4 minute read

DEEP DIVE

Grant on taking over as director for the 2023 NCAA Final Four broadcasts and how technology will play a role in the coverage:

Grant: For a long time, I’d go to bed and dream about someday getting all those exciting tools on some of the events that I get to work. CBS has now asked me to direct the Final Four, so I will get my chance to do it. I’m very excited to finally be able to use those tools, but I want to make sure I don’t overuse them. When you get a new toy at Christmastime, you play with it a lot and tend to overuse it; I don’t want to do that. I want to take advantage of the technology and use it in ways to [enhance what] viewers are seeing, but I don’t want to fall in love with [the tools] and overdo it.

On how CBS Sports used properties like SRX Racing (prior to its moving to ESPN in 2023) to experiment and innovate live-production technologies:

Cohen: SRX Racing has been a hotbed of technology that we’ve always been able — whether [having] multiple cameras on cars, or drones with AR, or AR in the car and the booth. It was a great opportunity for us to test all those technologies so we could apply them to other sports. All these technologies are applicable to other sports; it’s just a matter of having the opportunity to test them. SRX provided us the opportunity to start from scratch and throw everything at the wall that we’ve ever wanted to try. Those opportunities are few and far between, so when you get them, you have to take them.

On making high-end technologies usually reserved for A games available to B- and C- level broadcasts:

Grant: I do one of the C-level NFL games every week, and it can be hard because Thursday Night Football, Sunday Night Football, our A game, Fox’s A game, or Monday Night Football are loaded and have a lot of technology. I think sometimes that technology works against the C games because we are being compared with those A-level games [by viewers]. But I can’t bring the quarterback on the field with my shallow–depthof-field camera because I don’t have one. Hopefully, it will reach a point where it’s cost-effective enough that we can share these tools with all of our games so there’s not such a disparity between the way the games look.

Francis: To the vendor’s credit, a super-slow-motion camera was a pure specialty camera not terribly long ago. Now it’s essentially flipping a switch, and almost any camera can be super-slow-motion [with the correct license]. I think we maybe had one or two slo-mos on C games when I started [at CBS], and we now have multiple angles every week on every show. There has been progress there, and I hope that can continue.

On the ongoing technical challenges for AR, and how it could evolve in the future:

Cohen: I think AR is not as much of a science project as it was 10 years ago. It’s still not perfect, by any means. I think we’re at the point where we don’t trust it completely and still take a deep breath before we have to use it, which is a problem. But, when it works, it works really well and is a true difference-maker.

Francis: When it works perfectly, we love it. But one of the bigger challenges is integrating the tracking, graphics, and cameras and getting everything working together and synchronized. I know all the vendors are out there figuring that out. Ideally, much like super-slow-motion is today, where we flip the switch on a camera, in the future, we’ll execute AR by flipping the switch on the graphics machines and the cameras. Hopefully, that’s where it’s all heading. I hope it will not just be for marquee events but will be something we could execute across all our properties.

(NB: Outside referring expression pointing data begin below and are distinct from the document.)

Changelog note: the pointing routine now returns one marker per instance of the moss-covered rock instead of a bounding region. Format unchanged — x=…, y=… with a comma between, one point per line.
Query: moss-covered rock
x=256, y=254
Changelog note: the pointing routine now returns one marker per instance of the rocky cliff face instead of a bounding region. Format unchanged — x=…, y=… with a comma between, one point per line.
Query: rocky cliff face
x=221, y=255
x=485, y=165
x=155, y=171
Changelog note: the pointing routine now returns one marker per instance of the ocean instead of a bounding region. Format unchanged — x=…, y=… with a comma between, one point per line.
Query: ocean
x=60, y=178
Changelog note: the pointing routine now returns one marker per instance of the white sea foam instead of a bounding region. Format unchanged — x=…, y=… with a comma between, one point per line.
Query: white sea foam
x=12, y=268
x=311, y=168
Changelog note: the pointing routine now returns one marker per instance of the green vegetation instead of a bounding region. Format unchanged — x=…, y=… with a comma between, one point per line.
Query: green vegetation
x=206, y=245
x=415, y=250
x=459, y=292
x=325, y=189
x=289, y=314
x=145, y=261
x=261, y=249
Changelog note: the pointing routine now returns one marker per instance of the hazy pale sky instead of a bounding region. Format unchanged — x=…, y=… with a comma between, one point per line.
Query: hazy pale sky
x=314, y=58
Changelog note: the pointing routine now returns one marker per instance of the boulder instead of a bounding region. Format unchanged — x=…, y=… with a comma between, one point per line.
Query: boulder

On why the 2022 ‘NickMas’ NFL game produced by CBS Sports and Nickelodeon was the best vehicle to showcase AR:

Cohen: The Nickelodeon [NFL game] is the perfect example of AR at its best-case use. AR is always great when it works on a regular game and you’ve got a giant screen hanging above the stadium, but to enhance a broadcast and bring characters to life and bring a show to life for the Nickelodeon audience is probably the best use case when it comes making AR help elevate a show. It’s a huge step forward in AR technology. On the state of UHD and HDR production and CBS Sports’ future plans: Power: From a sports perspective, we feel pretty strongly about it. There are certainly challenges with the distribution part. There are lots of internal discussions and lots of testing, but we know, from a production and operations standpoint, that we can do it. We have been doing it, so it’s nothing new for us. But it’s very important and a priority, and we’re pushing it internally as much as we can.

Francis: What we’ve learned most recently is that, when we’ve done these test shows, AR is no longer the science project it once was. Sure, we give ourselves a little bit of extra time to get the engineering side flipped over and formatted correctly. But we’ve been able to produce our shows without any production sacrifices — super-slow-motion cameras are finally there now, and the graphics are getting there. It’s no longer a major technical challenge on the acquisition side. Certainly, nuance and some expertise are required, especially in video shading, but we’re ready and just waiting for a green light. We hope to flip the entire production in the coming years.